Come funziona dieta Shatzel: i principi di questo regime

Negli ultimi giorni abbiamo dato rilevanza ad una delle diete che, seppur negli ultimi anni non abbia riscosso particolarmente successo perché soppiantate da altri regimi, potrebbe oggi suscitare nuova attenzione proprio per la sua particolare composizione. Stiamo parlando appunto della dieta 16:8, che suddivide la giornata in due parti: una, composta di 16 ore durante le quali si prevede un digiuno totale ed un’astensione dal cibo; l’altra parte, composta invece di 8 ore, è quella parte della giornata in cui si può mangiare.

Come funziona dieta ShatzelIl regime deve essere controllato, sì, ma senza troppe imposizioni e senza eccessive privazioni: il “più” è fatto, infatti, non dalla privazione dei cibi o dal conteggio delle calorie, come avviene invece in molti altri regimi, ma proprio dal digiuno di 16 ore, che rende possibile il dimagrimento perché, stando a quanto dichiarato dal medico che l’ha ideata, “migliora davvero il nostro metabolismo permettendo ai nostri geni di compiere al meglio il lavoro per cui sono stati programmati”.

Ma come funziona dieta Shatzel?

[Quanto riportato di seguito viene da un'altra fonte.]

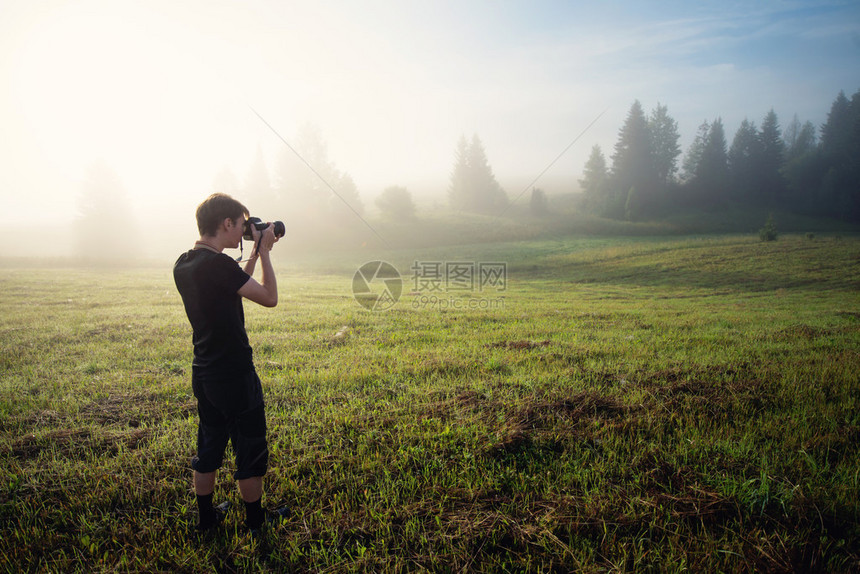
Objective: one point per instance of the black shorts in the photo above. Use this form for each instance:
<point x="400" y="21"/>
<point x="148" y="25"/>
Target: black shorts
<point x="246" y="430"/>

Per rendere possibile la perdita di peso, si deve digiunare per un periodo consecutivo di 16 ore a scelta: possono comprendere la colazione, ed in questo caso si può mangiare solo fino alle 17; oppure si può scegliere di saltare la colazione, ed in questo caso si può mangiare fino alle 21.

Il funzionamento è molto semplice: in 8 ore è difficile riuscire ad assumere quantitativi molto elevati di cibo, e questo è sicuramente uno dei segreti di questo regime. Inoltre, lasciando a riposo il corpo per un periodo di 12 ore, si permette una normale perdita di peso e si garantisce al metabolismo la possibilità di funzionare al meglio.